API & Developers
Webhooks & Events
FormsIntel broadcasts sanitized JSON payloads instantly to your webhook URLs the microsecond a human submission safely bypasses our velocity filters.
The Pre-Webhook Pipeline
FormsIntel ensures you never receive junk data.
- Submission Received — User hits submit on your frontend.
- Validation Phase — We check required fields and data types based on your schema.
- Spam AI Isolation — The submission passes through the Honeypot check and Sub-Second Velocity Monitor.
- Decision — If it's a bot, the submission is siloed into the Spam Dashboard and the webhook is aborted.
- Dispatch — If it's a human, the JSON payload is dispatched to your webhook URL immediately.
Structured POST Payload
Webhooks are sent as POST requests with a Content-Type: application/json header.
json
{
"formId": "ff_form_xyz123",
"submissionId": "sub_658af032e52b2",
"data": {
"name": "Jane Smith",
"email": "jane@example.com",
"message": "I would like to upgrade my plan."
},
"telemetry": {
"ipAddress": "122.161.49.200",
"completionSeconds": 4.8,
"isSpam": false,
"location": {
"city": "New York",
"country": "US"
}
},
"submittedAt": "2026-05-18T10:04:12.809Z"

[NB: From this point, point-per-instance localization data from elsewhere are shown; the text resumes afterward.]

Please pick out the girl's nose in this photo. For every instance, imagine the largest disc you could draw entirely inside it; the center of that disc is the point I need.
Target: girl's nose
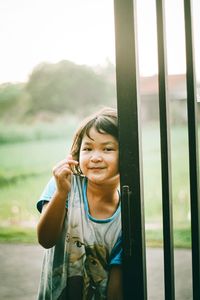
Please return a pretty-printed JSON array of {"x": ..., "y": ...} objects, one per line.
[{"x": 96, "y": 157}]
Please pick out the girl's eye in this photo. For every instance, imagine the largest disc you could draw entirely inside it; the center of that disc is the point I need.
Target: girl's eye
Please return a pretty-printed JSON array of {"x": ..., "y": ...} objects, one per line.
[{"x": 87, "y": 149}]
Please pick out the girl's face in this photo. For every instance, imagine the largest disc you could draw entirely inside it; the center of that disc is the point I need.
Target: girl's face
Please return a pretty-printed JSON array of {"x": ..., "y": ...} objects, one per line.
[{"x": 99, "y": 157}]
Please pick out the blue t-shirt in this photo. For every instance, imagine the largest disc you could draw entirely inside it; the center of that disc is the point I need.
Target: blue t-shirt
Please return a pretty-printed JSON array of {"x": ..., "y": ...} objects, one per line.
[{"x": 86, "y": 249}]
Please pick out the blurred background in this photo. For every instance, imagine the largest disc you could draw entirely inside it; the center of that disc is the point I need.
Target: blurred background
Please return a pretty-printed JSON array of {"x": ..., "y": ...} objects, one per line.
[{"x": 57, "y": 65}]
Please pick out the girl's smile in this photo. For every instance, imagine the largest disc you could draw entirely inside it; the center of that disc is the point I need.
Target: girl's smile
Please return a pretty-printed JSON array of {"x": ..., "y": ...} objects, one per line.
[{"x": 99, "y": 157}]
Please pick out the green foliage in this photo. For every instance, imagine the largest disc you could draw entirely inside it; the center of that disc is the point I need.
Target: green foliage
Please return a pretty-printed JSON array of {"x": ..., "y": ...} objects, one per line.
[
  {"x": 182, "y": 238},
  {"x": 67, "y": 86},
  {"x": 18, "y": 235},
  {"x": 13, "y": 101},
  {"x": 40, "y": 130}
]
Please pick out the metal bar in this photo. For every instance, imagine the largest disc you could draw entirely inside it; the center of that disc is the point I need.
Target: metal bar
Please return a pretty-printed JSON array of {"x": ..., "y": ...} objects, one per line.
[
  {"x": 165, "y": 156},
  {"x": 193, "y": 150},
  {"x": 134, "y": 261}
]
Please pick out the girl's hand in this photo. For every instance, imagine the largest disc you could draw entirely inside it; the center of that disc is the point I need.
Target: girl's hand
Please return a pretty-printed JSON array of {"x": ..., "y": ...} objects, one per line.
[{"x": 62, "y": 173}]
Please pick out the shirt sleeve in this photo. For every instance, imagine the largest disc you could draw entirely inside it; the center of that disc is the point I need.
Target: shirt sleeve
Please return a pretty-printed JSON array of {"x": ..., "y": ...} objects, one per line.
[
  {"x": 47, "y": 193},
  {"x": 116, "y": 254}
]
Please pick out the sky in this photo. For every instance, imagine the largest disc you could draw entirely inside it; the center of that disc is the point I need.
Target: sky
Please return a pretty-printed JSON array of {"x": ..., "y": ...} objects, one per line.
[{"x": 82, "y": 31}]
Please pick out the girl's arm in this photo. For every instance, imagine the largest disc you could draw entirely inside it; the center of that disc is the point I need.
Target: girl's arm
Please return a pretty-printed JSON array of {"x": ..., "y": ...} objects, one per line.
[
  {"x": 114, "y": 291},
  {"x": 51, "y": 221}
]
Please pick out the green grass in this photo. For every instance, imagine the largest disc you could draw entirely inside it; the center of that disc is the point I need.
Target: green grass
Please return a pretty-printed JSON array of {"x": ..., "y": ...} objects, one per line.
[
  {"x": 25, "y": 168},
  {"x": 182, "y": 238}
]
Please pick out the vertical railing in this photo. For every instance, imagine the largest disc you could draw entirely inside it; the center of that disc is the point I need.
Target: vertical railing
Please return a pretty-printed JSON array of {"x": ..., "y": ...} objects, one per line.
[
  {"x": 127, "y": 74},
  {"x": 134, "y": 262},
  {"x": 193, "y": 149},
  {"x": 165, "y": 155}
]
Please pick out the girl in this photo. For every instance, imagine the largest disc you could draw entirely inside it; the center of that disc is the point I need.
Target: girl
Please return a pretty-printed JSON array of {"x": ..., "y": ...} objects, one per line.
[{"x": 80, "y": 224}]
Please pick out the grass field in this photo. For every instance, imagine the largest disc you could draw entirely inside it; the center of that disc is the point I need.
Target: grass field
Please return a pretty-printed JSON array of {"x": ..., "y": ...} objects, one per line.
[{"x": 25, "y": 168}]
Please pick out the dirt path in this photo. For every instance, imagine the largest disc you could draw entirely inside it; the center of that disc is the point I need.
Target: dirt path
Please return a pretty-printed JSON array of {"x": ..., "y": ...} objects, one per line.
[{"x": 20, "y": 267}]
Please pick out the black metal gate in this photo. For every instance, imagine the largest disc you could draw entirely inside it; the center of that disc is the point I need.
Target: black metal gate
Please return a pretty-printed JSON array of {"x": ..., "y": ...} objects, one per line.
[{"x": 127, "y": 74}]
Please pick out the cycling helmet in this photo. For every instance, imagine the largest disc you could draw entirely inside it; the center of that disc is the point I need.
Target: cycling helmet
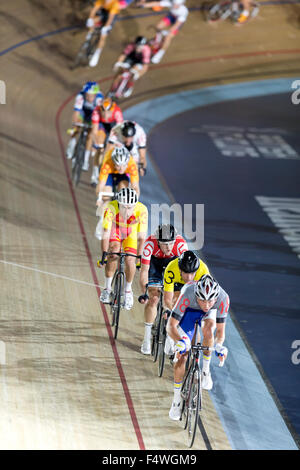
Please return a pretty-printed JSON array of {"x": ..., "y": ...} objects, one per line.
[
  {"x": 207, "y": 288},
  {"x": 127, "y": 196},
  {"x": 165, "y": 233},
  {"x": 188, "y": 262},
  {"x": 140, "y": 41},
  {"x": 92, "y": 88},
  {"x": 120, "y": 155},
  {"x": 128, "y": 129},
  {"x": 107, "y": 104}
]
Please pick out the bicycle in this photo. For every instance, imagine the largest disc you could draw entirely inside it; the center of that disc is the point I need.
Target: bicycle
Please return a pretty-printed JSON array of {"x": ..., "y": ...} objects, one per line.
[
  {"x": 191, "y": 392},
  {"x": 78, "y": 157},
  {"x": 117, "y": 294},
  {"x": 228, "y": 9},
  {"x": 122, "y": 86}
]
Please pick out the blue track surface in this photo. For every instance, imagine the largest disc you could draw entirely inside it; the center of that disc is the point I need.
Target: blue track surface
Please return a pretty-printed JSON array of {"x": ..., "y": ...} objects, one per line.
[{"x": 246, "y": 253}]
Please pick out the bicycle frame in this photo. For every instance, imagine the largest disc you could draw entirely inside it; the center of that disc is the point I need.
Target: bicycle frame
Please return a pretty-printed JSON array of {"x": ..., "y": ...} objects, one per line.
[
  {"x": 117, "y": 300},
  {"x": 78, "y": 158},
  {"x": 191, "y": 392}
]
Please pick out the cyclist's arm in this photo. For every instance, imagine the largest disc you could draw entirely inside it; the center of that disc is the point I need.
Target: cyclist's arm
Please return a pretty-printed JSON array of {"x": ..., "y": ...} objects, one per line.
[
  {"x": 168, "y": 299},
  {"x": 172, "y": 329},
  {"x": 105, "y": 240},
  {"x": 220, "y": 333},
  {"x": 94, "y": 11},
  {"x": 150, "y": 4},
  {"x": 175, "y": 26},
  {"x": 144, "y": 276},
  {"x": 143, "y": 160}
]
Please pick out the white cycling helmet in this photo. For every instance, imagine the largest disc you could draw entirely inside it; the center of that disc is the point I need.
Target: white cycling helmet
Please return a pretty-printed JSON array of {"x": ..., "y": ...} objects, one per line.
[
  {"x": 207, "y": 288},
  {"x": 127, "y": 196},
  {"x": 120, "y": 155}
]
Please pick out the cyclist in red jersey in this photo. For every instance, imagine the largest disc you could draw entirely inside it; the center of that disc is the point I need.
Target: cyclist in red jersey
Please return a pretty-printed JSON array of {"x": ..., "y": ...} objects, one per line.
[
  {"x": 159, "y": 249},
  {"x": 136, "y": 58},
  {"x": 104, "y": 118}
]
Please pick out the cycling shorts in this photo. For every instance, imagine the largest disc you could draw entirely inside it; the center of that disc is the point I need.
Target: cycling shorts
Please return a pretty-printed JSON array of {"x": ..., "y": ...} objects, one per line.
[{"x": 114, "y": 179}]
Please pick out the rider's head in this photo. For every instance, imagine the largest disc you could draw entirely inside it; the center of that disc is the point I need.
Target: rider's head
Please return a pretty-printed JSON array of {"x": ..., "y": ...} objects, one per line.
[
  {"x": 90, "y": 90},
  {"x": 107, "y": 104},
  {"x": 207, "y": 291},
  {"x": 127, "y": 199},
  {"x": 140, "y": 41},
  {"x": 128, "y": 131},
  {"x": 188, "y": 263},
  {"x": 120, "y": 157},
  {"x": 166, "y": 234}
]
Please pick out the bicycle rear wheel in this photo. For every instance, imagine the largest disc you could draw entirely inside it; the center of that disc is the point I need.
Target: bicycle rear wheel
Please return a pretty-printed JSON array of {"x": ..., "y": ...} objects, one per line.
[
  {"x": 194, "y": 406},
  {"x": 79, "y": 157}
]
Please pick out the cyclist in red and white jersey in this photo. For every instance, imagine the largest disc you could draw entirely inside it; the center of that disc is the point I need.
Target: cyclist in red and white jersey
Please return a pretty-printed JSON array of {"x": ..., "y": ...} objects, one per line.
[
  {"x": 173, "y": 21},
  {"x": 104, "y": 118},
  {"x": 133, "y": 137},
  {"x": 159, "y": 249},
  {"x": 135, "y": 57}
]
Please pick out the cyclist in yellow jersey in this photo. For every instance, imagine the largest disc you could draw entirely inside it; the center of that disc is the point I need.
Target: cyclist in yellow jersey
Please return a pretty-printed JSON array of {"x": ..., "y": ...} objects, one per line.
[
  {"x": 107, "y": 10},
  {"x": 125, "y": 226},
  {"x": 188, "y": 267}
]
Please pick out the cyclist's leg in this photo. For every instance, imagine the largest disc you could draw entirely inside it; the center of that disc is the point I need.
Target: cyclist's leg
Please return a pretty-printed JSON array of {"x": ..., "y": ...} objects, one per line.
[
  {"x": 129, "y": 245},
  {"x": 208, "y": 340},
  {"x": 149, "y": 317}
]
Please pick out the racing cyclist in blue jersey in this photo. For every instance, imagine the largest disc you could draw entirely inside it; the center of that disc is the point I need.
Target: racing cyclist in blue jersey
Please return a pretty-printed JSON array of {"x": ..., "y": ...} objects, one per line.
[
  {"x": 206, "y": 301},
  {"x": 85, "y": 102}
]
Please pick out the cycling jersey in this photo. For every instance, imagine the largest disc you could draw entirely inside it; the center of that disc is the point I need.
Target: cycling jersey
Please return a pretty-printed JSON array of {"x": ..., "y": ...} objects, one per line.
[
  {"x": 139, "y": 139},
  {"x": 172, "y": 276},
  {"x": 152, "y": 249},
  {"x": 180, "y": 13},
  {"x": 187, "y": 309},
  {"x": 111, "y": 5},
  {"x": 125, "y": 231},
  {"x": 84, "y": 107},
  {"x": 108, "y": 167},
  {"x": 141, "y": 57}
]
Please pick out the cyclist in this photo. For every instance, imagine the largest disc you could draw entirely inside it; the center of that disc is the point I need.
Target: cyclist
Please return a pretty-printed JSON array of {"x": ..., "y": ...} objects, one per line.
[
  {"x": 85, "y": 102},
  {"x": 125, "y": 226},
  {"x": 161, "y": 247},
  {"x": 174, "y": 20},
  {"x": 244, "y": 15},
  {"x": 117, "y": 171},
  {"x": 133, "y": 137},
  {"x": 107, "y": 10},
  {"x": 188, "y": 267},
  {"x": 205, "y": 301},
  {"x": 136, "y": 57},
  {"x": 104, "y": 118}
]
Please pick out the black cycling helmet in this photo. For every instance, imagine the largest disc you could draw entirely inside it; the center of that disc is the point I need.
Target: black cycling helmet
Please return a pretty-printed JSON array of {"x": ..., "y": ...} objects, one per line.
[
  {"x": 188, "y": 262},
  {"x": 140, "y": 41},
  {"x": 165, "y": 233},
  {"x": 128, "y": 129}
]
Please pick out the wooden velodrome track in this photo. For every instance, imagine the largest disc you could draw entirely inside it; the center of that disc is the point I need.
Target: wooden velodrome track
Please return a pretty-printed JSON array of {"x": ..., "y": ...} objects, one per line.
[{"x": 65, "y": 384}]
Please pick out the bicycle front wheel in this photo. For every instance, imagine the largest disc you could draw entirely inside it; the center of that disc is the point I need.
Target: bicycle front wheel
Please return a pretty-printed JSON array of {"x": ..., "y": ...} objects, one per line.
[
  {"x": 117, "y": 302},
  {"x": 194, "y": 406}
]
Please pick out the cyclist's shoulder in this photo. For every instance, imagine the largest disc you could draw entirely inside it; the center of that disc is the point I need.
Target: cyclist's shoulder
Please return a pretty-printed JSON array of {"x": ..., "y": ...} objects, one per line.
[
  {"x": 173, "y": 266},
  {"x": 140, "y": 207}
]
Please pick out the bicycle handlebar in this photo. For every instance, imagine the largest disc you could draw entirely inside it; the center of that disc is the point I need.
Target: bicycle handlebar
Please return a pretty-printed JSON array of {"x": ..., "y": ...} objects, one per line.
[{"x": 82, "y": 124}]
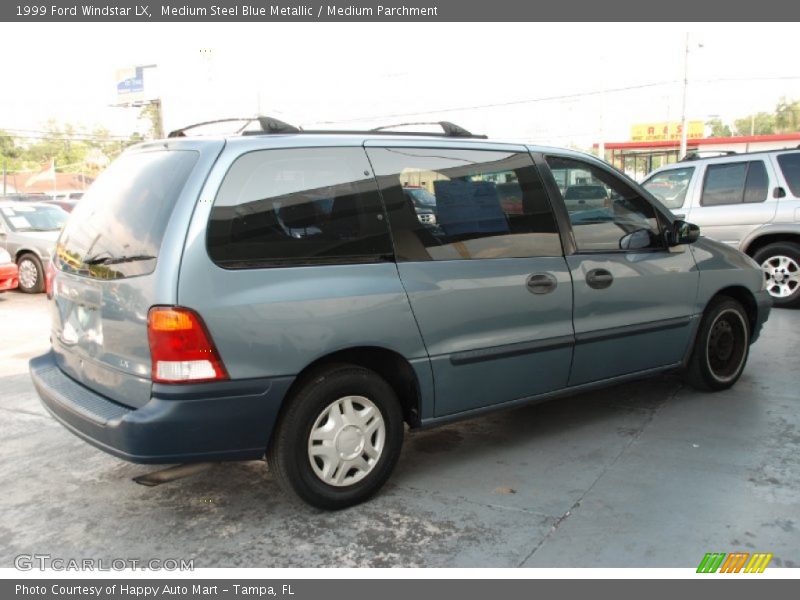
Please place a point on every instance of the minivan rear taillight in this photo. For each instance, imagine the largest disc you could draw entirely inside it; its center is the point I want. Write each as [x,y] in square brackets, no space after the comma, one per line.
[181,349]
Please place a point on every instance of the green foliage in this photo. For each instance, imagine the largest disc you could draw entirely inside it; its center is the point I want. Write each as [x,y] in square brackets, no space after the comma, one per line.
[787,116]
[75,149]
[785,119]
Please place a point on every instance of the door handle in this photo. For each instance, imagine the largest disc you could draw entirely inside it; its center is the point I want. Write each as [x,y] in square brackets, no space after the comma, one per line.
[541,283]
[599,279]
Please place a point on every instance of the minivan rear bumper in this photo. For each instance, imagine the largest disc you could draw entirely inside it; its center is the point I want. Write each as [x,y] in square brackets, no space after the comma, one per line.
[230,420]
[763,308]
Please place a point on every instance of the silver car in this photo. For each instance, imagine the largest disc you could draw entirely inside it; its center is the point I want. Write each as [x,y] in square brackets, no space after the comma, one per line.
[750,201]
[275,293]
[28,231]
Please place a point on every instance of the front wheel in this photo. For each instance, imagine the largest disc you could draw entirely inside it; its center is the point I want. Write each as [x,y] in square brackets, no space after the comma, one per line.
[781,265]
[339,438]
[721,347]
[31,274]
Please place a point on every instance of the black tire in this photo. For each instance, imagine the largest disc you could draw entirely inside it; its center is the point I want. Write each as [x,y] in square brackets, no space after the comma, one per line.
[31,261]
[290,451]
[721,347]
[772,260]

}Setting up a Node.js Express Receiver
Here is an example of how to receive and process a FormsIntel webhook in a standard Express.js environment.
javascript
const express = require('express');
const app = express();
// Required to parse JSON payloads
app.use(express.json());
app.post('/api/webhooks/formsintel', (req, res) => {
const { formId, data, telemetry } = req.body;
// Verify the payload exists
if (!formId || !data) {
return res.status(400).send('Invalid payload structure');
}
console.log(`New submission received for form ${formId}!`);
console.log(`User Email: ${data.email}`);
console.log(`Completion Time: ${telemetry.completionSeconds}s`);
// TODO: Trigger your internal workflows (e.g., send an email, update CRM)
// You MUST return a 200 OK status to acknowledge receipt
// Otherwise, FormsIntel will consider the delivery failed
res.status(200).send('Webhook received');
});
app.listen(3000, () => console.log('Webhook receiver running on port 3000'));SSRF Protection
For security, FormsIntel validates all webhook URLs before dispatch to prevent Server-Side Request Forgery (SSRF) attacks against our infrastructure.
- Private/Local IP ranges (
127.0.0.1,localhost,10.x.x.x,192.168.x.x) are strictly blocked. - URLs must use standard ports (80, 443).
- If you need to test webhooks locally, use a secure tunneling service like ngrok to expose your local port to a public URL.
Roadmap
- HMAC Payload Signing — We are adding cryptographic signatures to headers so you can verify the payload definitively originated from FormsIntel servers.
- Automatic Retry (Exponential Backoff) — If your server returns a 5xx error or times out, we will automatically retry sending the payload 5 times over 24 hours to ensure zero data loss.
- Webhook Delivery Logs — View the HTTP status codes of all historical webhook dispatches directly in the Dashboard.